To simplify things a bit, HUD and HCD use a four-person household and the county’s median income as benchmarks. The figures for other income categories are percentages of the median. The city of Encinitas has designated only the Very Low and Low Income categories in its affordable housing plans, so I’ve included only those in the chart below.

San Diego County 4-Person Area Median Income: $81,800

# People
     1
     2
     3
     4
     5
     6
     7
     8
Median
 57250
 65450
 73600
 81800
 88350
 94900
101450
108000
VeryLo
 34100
 38950
 43800
 48650
 52550
 56450
 60350
 64250
Low
 54500
 62300
 70100
 77850
 84100
 90350
 96550
102800

The term “affordable housing” is tossed around without definition. To make it meaningful, it has to be expressed in dollars. Going with the 30-percent-of-income allowance for housing, here’s what a four-person household can afford to pay per month in San Diego County:

Very Low Income: $1,216
Low Income: $1,946

Say a four-person household needs a two-bedroom, two-bath unit. That’s tight but let’s not get extravagant. At post time, Zillow showed 20 rentals with those specifics in Encinitas. Of those, 13 were under $3,000. The range was $2,145 to $2,900. The average was $2,561.

Using that average and the HUD/HCD figures for affordability in San Diego County, here are the gaps the city would have to fill per rental unit:

Very Low Income: $1,345
Low Income: $615

None of this is exact and not everybody is in a four-person household. But putting affordability in dollar terms using the accepted benchmarks gives some idea of what the city of Encinitas is up against. Incidentally, the wait list for HUD Section 8 housing funding in San Diego County varies a bit from city to city, but it’s about 10 years long. Effectively, there’s no new Section 8 funding.

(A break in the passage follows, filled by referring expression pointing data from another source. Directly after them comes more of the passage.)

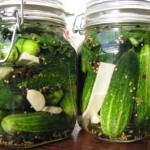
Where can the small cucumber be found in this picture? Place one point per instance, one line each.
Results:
(142, 105)
(36, 122)
(87, 90)
(118, 103)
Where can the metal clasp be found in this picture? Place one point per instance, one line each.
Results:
(17, 26)
(78, 24)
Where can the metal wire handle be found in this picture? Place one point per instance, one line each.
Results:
(19, 22)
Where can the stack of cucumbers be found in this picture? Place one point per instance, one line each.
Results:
(37, 85)
(127, 102)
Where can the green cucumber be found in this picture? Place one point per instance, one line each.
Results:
(36, 122)
(68, 103)
(142, 105)
(87, 90)
(118, 103)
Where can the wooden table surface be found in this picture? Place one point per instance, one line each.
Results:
(84, 141)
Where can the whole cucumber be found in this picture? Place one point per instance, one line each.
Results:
(142, 105)
(118, 103)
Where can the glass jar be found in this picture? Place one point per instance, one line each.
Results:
(38, 74)
(114, 70)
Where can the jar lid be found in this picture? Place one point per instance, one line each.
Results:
(46, 10)
(100, 12)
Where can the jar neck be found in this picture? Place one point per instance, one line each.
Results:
(101, 12)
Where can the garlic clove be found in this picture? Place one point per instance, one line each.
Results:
(53, 109)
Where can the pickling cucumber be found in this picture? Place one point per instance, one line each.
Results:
(36, 122)
(118, 103)
(142, 105)
(87, 90)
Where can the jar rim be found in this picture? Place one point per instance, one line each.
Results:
(46, 10)
(99, 12)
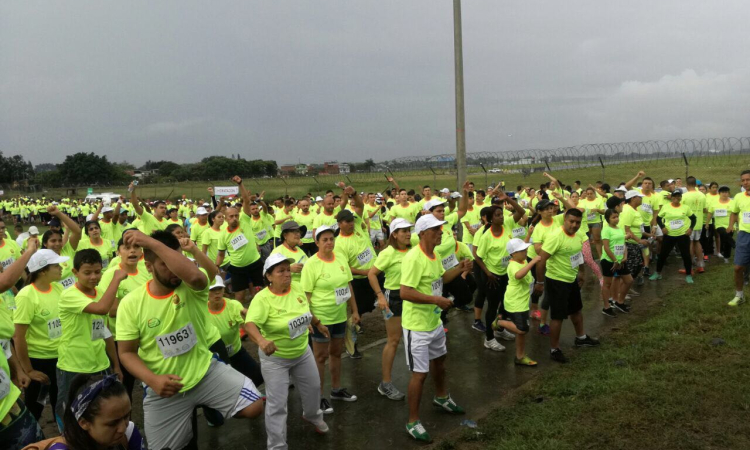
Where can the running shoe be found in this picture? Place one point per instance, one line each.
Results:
(343, 394)
(622, 308)
(588, 341)
(505, 335)
(325, 406)
(390, 391)
(447, 404)
(417, 431)
(479, 326)
(737, 301)
(494, 345)
(525, 361)
(320, 426)
(557, 356)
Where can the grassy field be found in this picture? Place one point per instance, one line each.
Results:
(718, 169)
(673, 378)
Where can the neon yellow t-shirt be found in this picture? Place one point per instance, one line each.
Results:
(82, 348)
(228, 321)
(425, 275)
(283, 319)
(39, 310)
(328, 281)
(171, 329)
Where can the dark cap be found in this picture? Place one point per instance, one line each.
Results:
(344, 216)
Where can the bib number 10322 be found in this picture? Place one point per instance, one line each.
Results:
(177, 342)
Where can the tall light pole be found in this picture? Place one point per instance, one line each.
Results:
(459, 68)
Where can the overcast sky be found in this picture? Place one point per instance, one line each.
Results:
(351, 80)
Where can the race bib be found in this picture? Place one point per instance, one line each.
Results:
(342, 294)
(298, 325)
(437, 287)
(450, 262)
(4, 384)
(68, 282)
(576, 260)
(98, 329)
(54, 328)
(238, 242)
(364, 257)
(177, 342)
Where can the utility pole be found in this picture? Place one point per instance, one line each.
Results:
(460, 122)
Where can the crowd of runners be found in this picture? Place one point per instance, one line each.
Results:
(164, 293)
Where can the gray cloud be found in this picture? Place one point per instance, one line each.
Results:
(318, 80)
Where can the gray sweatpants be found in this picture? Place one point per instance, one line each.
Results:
(276, 372)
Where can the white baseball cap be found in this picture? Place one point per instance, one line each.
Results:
(218, 282)
(43, 258)
(516, 245)
(432, 203)
(426, 222)
(275, 259)
(631, 194)
(400, 223)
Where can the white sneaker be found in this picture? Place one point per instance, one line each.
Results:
(494, 346)
(505, 335)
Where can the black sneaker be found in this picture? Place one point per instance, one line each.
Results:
(325, 406)
(557, 356)
(343, 394)
(622, 308)
(588, 341)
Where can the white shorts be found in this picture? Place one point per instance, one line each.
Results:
(421, 347)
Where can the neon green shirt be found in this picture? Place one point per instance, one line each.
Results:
(39, 310)
(424, 274)
(283, 319)
(82, 348)
(328, 282)
(171, 330)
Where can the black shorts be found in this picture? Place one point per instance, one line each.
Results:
(608, 272)
(242, 277)
(395, 304)
(364, 295)
(519, 319)
(564, 298)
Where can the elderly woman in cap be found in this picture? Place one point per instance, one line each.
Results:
(278, 320)
(37, 326)
(291, 234)
(326, 280)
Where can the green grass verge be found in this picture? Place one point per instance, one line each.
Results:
(656, 383)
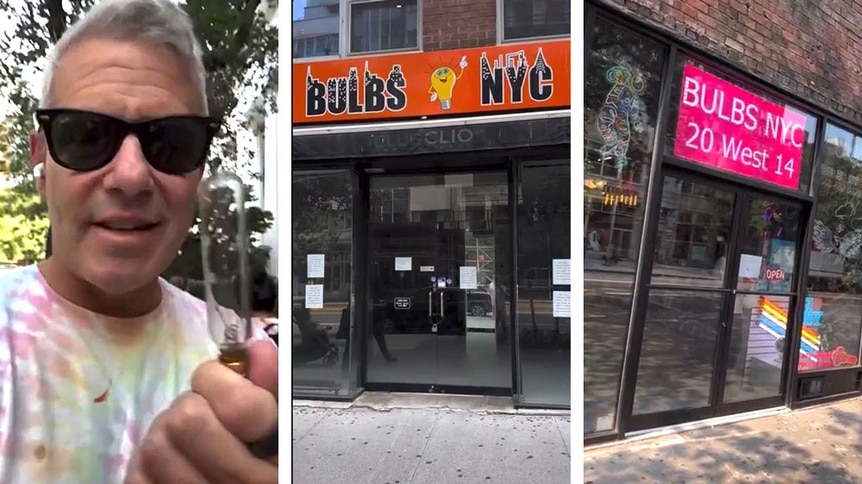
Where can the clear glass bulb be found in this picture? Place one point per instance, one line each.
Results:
(224, 250)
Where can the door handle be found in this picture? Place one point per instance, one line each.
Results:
(442, 310)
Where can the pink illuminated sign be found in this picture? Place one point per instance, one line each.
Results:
(726, 127)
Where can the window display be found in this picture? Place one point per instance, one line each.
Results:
(832, 325)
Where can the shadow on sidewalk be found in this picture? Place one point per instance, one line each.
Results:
(817, 445)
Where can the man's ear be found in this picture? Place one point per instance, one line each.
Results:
(38, 157)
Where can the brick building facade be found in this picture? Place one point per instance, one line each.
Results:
(812, 50)
(731, 131)
(454, 24)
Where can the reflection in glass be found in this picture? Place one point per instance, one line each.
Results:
(322, 282)
(768, 259)
(693, 234)
(676, 363)
(524, 19)
(833, 321)
(438, 281)
(757, 345)
(315, 29)
(622, 87)
(544, 234)
(384, 25)
(759, 333)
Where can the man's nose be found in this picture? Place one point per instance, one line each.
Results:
(129, 172)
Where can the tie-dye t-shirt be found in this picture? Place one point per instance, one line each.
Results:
(78, 390)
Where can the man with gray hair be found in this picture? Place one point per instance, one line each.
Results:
(106, 370)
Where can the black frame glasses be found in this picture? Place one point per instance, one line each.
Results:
(84, 141)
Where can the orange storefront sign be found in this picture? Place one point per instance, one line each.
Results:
(464, 81)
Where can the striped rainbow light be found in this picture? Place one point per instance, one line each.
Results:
(773, 320)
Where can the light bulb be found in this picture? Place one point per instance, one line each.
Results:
(224, 251)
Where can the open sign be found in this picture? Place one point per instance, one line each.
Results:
(776, 274)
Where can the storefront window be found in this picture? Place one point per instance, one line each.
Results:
(316, 29)
(832, 321)
(324, 360)
(544, 240)
(622, 87)
(731, 127)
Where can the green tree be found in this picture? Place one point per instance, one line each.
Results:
(240, 54)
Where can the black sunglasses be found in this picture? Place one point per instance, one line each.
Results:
(85, 141)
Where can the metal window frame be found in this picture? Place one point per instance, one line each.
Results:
(500, 24)
(339, 54)
(345, 32)
(741, 74)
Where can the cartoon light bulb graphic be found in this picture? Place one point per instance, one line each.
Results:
(443, 83)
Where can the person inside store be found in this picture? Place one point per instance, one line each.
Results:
(107, 371)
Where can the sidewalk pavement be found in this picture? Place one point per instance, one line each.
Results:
(384, 438)
(821, 444)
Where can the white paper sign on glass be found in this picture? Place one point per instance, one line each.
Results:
(469, 277)
(315, 264)
(314, 296)
(403, 263)
(562, 304)
(562, 272)
(749, 266)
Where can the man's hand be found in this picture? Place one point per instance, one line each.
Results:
(203, 437)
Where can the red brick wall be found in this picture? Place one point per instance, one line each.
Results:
(453, 24)
(810, 48)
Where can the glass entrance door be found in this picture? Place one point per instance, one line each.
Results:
(720, 295)
(439, 251)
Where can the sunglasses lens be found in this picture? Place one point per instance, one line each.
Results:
(176, 145)
(84, 141)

In her April 24, 2019 commentary in the Union-Tribune, Mayor Blakespear wrote: “Our housing plan accommodates zoning for 1,504 housing units designed to be affordable for lower-income people, spread across 15 different sites throughout the city.” That’s not correct. (The income figures the mayor gives are also wrong.) A maximum of 15 percent of the units the upzoning permits would be “affordable for lower-income people.” If that actually happens, which is doubtful, there would be 226 affordable units.

What can the city do to fill the gap between what housing costs and what HUD/HCD say Very Low and Low Income people can afford to pay? The city has to provide some form of subsidy. One way is to build the housing on city-owned land. That takes a substantial cost out of the calculation. The deal the city struck with Habitat for Humanity to build housing on city-owned land on the corner of Urania Avenue and Leucadia Boulevard did that. City-owned site L7 on Quail Gardens Drive could have done that, but the majority of then-City Council members struck the L7 site from consideration.

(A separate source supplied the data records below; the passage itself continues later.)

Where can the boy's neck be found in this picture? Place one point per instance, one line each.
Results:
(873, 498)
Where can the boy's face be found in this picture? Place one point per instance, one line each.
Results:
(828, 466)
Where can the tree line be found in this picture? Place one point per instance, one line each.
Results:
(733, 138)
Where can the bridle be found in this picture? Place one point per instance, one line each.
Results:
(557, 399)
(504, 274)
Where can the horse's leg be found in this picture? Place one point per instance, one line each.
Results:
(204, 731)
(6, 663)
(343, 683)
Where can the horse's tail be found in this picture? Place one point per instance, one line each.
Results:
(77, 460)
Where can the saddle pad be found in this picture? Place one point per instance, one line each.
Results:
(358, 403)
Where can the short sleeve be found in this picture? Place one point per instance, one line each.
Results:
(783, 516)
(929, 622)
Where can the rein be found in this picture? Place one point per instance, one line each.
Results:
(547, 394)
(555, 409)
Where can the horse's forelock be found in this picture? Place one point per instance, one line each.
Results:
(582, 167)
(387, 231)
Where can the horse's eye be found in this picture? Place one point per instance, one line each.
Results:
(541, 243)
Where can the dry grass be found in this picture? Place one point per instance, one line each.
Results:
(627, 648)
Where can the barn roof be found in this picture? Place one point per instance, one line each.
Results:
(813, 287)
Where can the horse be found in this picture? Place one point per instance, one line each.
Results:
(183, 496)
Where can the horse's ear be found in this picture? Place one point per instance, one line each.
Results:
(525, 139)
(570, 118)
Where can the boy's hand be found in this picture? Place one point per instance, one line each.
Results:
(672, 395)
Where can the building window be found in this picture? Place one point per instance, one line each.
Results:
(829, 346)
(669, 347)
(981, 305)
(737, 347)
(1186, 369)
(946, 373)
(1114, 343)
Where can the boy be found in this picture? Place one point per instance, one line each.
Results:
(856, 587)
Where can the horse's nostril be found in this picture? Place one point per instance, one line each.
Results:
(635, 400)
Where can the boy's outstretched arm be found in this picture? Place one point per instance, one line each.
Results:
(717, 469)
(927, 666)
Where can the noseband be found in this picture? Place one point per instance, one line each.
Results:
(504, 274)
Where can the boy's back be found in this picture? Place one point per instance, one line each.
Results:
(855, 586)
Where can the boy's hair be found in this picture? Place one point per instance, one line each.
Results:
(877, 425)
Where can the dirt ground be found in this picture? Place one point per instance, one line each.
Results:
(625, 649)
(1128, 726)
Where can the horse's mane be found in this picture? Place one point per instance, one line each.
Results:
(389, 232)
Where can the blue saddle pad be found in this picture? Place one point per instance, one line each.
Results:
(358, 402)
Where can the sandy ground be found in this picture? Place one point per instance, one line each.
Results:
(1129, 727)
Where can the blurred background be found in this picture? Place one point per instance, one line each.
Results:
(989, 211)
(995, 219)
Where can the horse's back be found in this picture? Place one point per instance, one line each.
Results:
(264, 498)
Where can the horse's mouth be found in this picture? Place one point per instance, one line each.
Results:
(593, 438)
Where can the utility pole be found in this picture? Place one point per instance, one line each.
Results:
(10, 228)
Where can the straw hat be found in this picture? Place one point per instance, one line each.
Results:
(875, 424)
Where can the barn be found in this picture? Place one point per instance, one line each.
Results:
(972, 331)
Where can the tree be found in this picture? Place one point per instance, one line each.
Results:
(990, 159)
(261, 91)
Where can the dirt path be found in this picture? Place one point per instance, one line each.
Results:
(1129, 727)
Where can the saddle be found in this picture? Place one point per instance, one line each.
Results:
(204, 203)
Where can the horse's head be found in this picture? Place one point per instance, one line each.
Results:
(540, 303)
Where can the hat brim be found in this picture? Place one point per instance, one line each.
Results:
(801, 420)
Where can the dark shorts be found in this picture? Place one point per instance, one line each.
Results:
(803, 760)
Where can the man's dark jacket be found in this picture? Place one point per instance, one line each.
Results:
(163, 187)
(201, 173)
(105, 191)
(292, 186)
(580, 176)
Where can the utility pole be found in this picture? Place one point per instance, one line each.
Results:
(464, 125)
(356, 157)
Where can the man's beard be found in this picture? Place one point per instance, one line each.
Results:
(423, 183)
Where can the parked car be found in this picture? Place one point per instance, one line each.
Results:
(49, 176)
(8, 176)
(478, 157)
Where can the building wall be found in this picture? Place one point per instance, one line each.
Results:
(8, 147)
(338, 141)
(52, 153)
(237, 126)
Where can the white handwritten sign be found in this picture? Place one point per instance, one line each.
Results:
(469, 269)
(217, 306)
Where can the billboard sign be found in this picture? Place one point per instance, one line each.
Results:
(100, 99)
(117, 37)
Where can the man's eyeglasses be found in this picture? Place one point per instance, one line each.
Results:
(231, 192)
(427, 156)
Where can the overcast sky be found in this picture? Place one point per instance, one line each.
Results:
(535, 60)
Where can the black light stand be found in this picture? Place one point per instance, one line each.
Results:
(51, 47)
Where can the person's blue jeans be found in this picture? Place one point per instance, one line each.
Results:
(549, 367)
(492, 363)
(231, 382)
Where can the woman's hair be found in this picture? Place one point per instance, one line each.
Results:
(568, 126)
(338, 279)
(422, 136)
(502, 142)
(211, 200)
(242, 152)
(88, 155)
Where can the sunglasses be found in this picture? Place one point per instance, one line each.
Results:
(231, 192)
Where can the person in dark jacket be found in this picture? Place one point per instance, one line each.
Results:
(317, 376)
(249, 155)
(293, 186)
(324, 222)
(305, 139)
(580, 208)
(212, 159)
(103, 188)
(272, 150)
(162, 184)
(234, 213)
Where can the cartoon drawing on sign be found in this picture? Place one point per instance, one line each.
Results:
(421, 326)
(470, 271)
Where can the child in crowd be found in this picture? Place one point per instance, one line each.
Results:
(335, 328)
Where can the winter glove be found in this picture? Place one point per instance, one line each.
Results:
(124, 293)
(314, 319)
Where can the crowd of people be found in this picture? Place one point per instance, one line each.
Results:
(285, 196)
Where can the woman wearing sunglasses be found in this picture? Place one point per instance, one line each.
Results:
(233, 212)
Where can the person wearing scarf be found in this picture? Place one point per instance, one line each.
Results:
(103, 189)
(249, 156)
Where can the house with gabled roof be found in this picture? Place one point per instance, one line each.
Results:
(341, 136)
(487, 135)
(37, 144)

A way the city now fills the gap: It owns 16 condos at Pacific Pines on El Camino Real. They’re a mix of one and two bedroom units with one or two baths. The rent range is $962 to $1,406 per month. The highest rent is $1,155 below the $2,561 average given above.

Facing the problem of having to fill the dollar gap for 1,504 units, what did the city do? It gifted developers at least 1,278 market-rate units for the sake of maybe getting 226 affordable units. The city shifted the subsidy from itself to the buyers of the market-rate units. The developers won’t pay the subsidy; they’ll pass it on to the market-rate buyers.

The city also forced the suspension of voter-approved Proposition A. Rather than abiding by Prop A as several residents demonstrated could be done while still satisfying HCD’s mandate, the City Council compromised the law, gifted developers and broke faith with the residents they were elected to serve.